Ataul Haque, Vorstandsmitglied der Ahmadiyya Muslim Jamaat Schweiz, betonte, dass die Freude wiederkehrend gross ist, wenn er Lokalpolitiker, Pfarrer, Nachbarn und andere Interessierte am Anlass begrüssen kann. «Diese Versammlung findet schon seit einigen Jahren hier statt, umso schöner, dass wir immer wieder Besucher aus den verschiedensten Kreisen bei uns haben dürfen.»

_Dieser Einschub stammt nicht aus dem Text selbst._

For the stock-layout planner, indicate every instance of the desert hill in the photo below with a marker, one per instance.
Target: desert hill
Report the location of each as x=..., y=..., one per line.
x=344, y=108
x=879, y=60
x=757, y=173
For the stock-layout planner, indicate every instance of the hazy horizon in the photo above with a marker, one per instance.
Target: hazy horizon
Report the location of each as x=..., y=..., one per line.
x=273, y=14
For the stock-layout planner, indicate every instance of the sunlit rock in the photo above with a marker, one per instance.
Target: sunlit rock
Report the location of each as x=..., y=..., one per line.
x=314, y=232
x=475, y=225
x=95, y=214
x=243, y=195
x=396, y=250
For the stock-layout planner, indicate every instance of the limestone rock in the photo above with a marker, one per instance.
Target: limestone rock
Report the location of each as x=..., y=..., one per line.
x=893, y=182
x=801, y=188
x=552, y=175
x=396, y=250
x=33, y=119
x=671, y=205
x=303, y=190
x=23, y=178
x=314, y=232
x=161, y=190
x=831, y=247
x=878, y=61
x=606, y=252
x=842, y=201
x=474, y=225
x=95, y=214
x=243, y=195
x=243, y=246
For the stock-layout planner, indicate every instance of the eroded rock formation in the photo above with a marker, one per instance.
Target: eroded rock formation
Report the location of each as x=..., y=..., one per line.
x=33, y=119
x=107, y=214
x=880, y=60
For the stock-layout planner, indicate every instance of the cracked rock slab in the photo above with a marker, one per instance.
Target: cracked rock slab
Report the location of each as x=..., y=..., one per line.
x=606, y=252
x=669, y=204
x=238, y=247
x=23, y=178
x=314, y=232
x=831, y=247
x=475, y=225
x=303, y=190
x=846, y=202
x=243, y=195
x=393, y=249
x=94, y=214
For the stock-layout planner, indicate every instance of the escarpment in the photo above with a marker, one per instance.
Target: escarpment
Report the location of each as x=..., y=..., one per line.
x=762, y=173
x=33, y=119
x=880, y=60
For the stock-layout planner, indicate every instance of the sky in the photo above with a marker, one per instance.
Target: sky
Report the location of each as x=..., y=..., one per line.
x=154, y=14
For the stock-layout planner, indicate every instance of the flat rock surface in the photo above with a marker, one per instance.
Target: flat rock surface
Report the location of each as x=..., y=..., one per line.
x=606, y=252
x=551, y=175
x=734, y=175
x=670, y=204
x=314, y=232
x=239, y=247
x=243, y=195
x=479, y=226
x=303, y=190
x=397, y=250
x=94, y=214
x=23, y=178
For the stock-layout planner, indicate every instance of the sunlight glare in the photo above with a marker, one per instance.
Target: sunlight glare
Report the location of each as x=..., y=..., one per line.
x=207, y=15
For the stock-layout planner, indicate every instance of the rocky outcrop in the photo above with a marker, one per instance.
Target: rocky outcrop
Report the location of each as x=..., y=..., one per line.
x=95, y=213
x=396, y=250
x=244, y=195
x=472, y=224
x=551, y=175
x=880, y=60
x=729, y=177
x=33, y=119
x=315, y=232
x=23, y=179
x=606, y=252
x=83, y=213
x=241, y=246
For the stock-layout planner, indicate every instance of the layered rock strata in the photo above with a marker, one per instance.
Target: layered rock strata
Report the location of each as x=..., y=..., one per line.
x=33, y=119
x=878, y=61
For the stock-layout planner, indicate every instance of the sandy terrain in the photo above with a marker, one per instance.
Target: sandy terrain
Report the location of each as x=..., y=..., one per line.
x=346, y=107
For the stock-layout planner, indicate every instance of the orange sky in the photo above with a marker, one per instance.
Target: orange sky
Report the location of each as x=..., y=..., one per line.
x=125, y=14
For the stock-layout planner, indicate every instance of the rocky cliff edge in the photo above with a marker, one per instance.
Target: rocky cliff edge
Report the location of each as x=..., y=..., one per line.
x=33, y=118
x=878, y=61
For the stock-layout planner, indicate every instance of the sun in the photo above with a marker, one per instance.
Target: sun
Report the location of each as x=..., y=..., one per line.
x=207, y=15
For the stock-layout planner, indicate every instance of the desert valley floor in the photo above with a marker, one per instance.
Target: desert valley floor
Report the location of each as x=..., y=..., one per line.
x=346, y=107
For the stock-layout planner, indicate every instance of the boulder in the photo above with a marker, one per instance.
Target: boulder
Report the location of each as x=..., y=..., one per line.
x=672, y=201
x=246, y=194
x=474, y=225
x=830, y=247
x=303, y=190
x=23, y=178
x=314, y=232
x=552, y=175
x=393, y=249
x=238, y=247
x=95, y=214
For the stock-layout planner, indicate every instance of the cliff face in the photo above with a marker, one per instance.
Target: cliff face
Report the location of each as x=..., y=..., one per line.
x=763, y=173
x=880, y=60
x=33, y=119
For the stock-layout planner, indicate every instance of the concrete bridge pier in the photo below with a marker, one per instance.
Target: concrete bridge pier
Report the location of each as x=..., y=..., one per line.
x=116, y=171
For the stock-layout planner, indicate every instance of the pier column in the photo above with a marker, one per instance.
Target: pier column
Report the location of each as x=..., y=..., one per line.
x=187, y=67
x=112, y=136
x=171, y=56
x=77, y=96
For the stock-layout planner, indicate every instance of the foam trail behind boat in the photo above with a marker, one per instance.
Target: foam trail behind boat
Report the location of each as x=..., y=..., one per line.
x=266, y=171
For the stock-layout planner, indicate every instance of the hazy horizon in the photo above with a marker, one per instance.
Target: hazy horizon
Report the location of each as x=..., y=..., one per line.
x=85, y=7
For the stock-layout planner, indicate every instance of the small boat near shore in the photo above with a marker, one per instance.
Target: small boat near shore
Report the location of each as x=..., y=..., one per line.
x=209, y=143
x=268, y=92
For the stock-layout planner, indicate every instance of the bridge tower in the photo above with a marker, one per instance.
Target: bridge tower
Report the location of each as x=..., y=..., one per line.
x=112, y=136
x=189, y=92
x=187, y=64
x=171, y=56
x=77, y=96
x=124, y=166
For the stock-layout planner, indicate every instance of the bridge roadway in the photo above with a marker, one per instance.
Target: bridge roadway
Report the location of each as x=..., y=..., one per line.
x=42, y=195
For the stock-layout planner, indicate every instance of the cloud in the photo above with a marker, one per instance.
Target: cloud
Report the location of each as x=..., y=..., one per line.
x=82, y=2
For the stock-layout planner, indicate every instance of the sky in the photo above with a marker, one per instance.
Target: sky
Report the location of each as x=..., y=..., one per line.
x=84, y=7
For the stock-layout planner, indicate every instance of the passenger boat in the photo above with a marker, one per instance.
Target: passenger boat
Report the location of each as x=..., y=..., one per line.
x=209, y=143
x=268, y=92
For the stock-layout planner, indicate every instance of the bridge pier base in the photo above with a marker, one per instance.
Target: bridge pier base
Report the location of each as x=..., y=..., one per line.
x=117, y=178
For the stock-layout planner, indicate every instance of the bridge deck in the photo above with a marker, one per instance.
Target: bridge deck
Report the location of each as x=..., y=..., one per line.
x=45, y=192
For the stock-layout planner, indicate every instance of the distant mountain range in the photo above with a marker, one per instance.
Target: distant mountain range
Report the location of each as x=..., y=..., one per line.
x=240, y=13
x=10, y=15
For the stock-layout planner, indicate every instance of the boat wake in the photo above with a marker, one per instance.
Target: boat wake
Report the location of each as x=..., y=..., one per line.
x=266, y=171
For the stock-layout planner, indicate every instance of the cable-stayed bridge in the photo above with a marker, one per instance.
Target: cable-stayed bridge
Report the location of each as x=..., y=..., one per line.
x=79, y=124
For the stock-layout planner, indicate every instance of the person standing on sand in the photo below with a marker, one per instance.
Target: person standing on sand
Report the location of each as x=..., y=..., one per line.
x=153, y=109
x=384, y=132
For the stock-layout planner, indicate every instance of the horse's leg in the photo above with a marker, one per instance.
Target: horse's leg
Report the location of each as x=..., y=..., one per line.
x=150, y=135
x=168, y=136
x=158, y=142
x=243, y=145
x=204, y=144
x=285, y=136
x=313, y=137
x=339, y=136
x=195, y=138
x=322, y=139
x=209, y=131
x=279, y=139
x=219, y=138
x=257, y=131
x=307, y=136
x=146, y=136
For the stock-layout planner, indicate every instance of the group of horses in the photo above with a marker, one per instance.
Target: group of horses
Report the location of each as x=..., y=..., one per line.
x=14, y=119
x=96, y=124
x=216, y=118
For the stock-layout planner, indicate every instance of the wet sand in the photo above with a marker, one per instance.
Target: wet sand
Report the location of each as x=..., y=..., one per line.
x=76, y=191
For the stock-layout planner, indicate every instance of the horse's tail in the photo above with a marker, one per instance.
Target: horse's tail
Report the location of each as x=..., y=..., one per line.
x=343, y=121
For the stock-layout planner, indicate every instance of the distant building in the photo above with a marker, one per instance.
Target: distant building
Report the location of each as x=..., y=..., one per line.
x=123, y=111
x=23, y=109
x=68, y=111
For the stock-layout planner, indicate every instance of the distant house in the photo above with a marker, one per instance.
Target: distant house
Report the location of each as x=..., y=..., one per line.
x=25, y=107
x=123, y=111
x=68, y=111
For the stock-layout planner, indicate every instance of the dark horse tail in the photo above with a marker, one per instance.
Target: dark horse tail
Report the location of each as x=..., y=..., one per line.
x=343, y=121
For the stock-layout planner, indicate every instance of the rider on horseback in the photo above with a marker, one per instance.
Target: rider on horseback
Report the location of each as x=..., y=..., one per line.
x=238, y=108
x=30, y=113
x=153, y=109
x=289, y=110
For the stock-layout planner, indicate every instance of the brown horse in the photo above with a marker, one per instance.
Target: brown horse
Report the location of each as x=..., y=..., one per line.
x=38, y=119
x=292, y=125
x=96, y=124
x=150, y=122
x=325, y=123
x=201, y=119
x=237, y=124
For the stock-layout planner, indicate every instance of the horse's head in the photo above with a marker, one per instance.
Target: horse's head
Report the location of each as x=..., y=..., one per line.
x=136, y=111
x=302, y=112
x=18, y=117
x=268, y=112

Viel Wohlwollen, aber kein Applaus

Die Gastfreundschaft der Muslime genoss auch die Wigoltinger Gemeindepräsidentin Sonja Wiesmann. Sie liess es sich nicht nehmen, ihren Dank mit einer kurzen Grussbotschaft zu übergeben. «Man spürt, dass es hier ein fester Bestandteil ist, Gäste einzuladen und dadurch Brücken bauen zu können zwischen den verschiedenen Kulturen. Heute ist es ein sehr gutes Beispiel dafür, denn wir stehen miteinander und gemeinsam hier.» Die Worte der Gemeindepräsidentin wurden wohlwollend aufgenommen – auf Applaus wird in den Kreisen der Muslime verzichtet. Für Ataul Haque ist es wichtig, ein Umfeld der Liebe und der Toleranz zu schaffen. «Unsere Versammlung steht absolut im Zeichen der Spiritualität und der Begegnung. Politik hat hier nur wenig Platz.»

Von Freitag bis Sonntag fanden zahlreiche Vorträge, eine in diesem Jahr spezielle Islamausstellung, Sonderveranstaltungen und Gebete statt; das Motto «Liebe für alle, Hass für keinen» wurde dabei eindrücklich vorgelebt.